The Australian American Chamber of Commerce in Houston could always be counted on to host not just an Australia Day event, but a few of them. Earlier this week, they held a barbie with a cricket match and some netball. Platypus Brewing is having sausage sizzle on the actual day, before hitting repeat again on Saturday.
John Clarke runs the Southern Cross Bakery in Maryland, which is “a bit of a magnet for Aussies in the [Washington] DC area,” are expecting to sell out of their classic beef pies, steak and Guinness pies, sausage rolls and Anzac biscuits.
“A bunch are gathering at the market we trade at in Kensington, Maryland, and they come from DC, Baltimore, and as far away as Pennsylvania.”
AFL is niche, but surprisingly big in the US – if you know where to look.
On the USAFL website, there are more than 20 Australia Day footy matches and party listings, from the San Diego Lions in the west to the New York Magpies in the east.
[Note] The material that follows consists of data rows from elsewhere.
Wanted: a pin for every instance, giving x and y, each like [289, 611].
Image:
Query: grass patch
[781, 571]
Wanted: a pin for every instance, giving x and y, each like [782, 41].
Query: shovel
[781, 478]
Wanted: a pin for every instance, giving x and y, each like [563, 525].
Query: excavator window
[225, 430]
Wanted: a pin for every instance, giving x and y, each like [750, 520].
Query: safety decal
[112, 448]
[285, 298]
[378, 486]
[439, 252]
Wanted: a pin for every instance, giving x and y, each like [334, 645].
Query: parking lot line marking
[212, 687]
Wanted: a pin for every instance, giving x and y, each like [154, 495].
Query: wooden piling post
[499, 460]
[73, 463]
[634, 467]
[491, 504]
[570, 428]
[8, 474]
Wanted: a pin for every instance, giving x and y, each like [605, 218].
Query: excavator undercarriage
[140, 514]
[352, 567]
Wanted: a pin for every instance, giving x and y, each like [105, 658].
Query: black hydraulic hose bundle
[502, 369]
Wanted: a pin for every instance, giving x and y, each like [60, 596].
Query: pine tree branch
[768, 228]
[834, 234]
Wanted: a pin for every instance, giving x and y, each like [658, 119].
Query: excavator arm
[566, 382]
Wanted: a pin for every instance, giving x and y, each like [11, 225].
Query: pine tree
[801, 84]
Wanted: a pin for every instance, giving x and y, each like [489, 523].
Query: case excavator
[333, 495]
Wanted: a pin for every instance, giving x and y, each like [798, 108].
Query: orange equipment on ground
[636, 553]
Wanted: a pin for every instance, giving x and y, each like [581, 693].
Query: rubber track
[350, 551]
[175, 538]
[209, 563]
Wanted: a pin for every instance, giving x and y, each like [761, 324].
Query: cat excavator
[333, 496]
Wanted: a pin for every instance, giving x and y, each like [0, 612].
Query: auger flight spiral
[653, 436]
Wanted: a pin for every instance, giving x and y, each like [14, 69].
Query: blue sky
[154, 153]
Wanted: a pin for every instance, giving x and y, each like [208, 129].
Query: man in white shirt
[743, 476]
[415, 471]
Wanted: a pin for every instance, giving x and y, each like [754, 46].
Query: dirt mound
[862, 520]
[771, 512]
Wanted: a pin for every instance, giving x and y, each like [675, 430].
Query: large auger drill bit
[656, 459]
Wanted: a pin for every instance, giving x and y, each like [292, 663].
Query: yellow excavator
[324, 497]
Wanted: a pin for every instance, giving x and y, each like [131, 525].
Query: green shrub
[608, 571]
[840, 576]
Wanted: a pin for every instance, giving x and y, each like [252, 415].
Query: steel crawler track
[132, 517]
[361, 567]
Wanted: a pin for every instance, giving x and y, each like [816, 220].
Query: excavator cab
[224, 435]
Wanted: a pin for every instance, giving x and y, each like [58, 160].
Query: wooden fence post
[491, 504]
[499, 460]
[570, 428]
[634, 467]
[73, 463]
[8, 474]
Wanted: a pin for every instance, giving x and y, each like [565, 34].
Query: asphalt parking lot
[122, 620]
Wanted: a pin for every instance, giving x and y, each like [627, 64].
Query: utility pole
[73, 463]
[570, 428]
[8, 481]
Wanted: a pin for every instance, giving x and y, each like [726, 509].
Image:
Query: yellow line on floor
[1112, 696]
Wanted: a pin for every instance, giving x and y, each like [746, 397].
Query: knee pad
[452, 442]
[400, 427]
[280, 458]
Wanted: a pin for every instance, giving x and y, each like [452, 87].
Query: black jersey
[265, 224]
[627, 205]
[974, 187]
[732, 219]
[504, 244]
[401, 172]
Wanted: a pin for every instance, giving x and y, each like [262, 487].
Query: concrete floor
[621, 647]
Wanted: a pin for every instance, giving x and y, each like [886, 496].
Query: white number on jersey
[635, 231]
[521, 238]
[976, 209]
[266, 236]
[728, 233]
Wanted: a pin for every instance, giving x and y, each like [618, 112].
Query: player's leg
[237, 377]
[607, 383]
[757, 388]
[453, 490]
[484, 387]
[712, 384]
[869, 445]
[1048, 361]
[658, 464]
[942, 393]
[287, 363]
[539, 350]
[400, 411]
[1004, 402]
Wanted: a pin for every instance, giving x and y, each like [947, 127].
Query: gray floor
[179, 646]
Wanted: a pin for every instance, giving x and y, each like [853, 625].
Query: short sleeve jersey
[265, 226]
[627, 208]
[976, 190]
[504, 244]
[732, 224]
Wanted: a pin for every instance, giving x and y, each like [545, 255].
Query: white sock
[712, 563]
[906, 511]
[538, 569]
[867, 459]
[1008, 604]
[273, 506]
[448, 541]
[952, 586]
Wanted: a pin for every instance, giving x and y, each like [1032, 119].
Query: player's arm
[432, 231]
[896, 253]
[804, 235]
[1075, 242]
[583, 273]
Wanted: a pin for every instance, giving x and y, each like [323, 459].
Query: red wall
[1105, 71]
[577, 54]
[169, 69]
It may not sound like a lot, but these clubs are extremely active.
Matt Diggens said he planned to have his friends and family over for meat pies and a lamb roast… “and try and find some cricket to stream.”
On the other hand, Marilyn Smith said how she was having trouble making “a true blue Aussie roast here like we had every Sunday for lunch.”
“The meat is cut differently, you can’t buy Oxo cubes and Gravox Gravy…just not the same.”
“This is my [8-month-old] daughter’s first Aussie day,” posted Amelia Yaron.
“Her American daddy and I met on Aussie day in Canberra in 2009 and although this year will be tame, I plan on making the trek to one of the Aussie pie places that has opened up near Denver [before] putting on [Aussie music] and dancing around the kitchen with her until it’s her bedtime.”
Carlee Lukje said her husband and brother own a restaurant in Phoenix, Arizona, and were doing an Australian Day party after the one they held last year was hugely successful.
In Indianpolis, a few Australians are off to see fellow Aussie comedian, Jim Jefferies.
While there were whispers of chucking a sickie, others floated the idea of legitimately getting the day off by swapping it for the American equivalent: the fourth of July.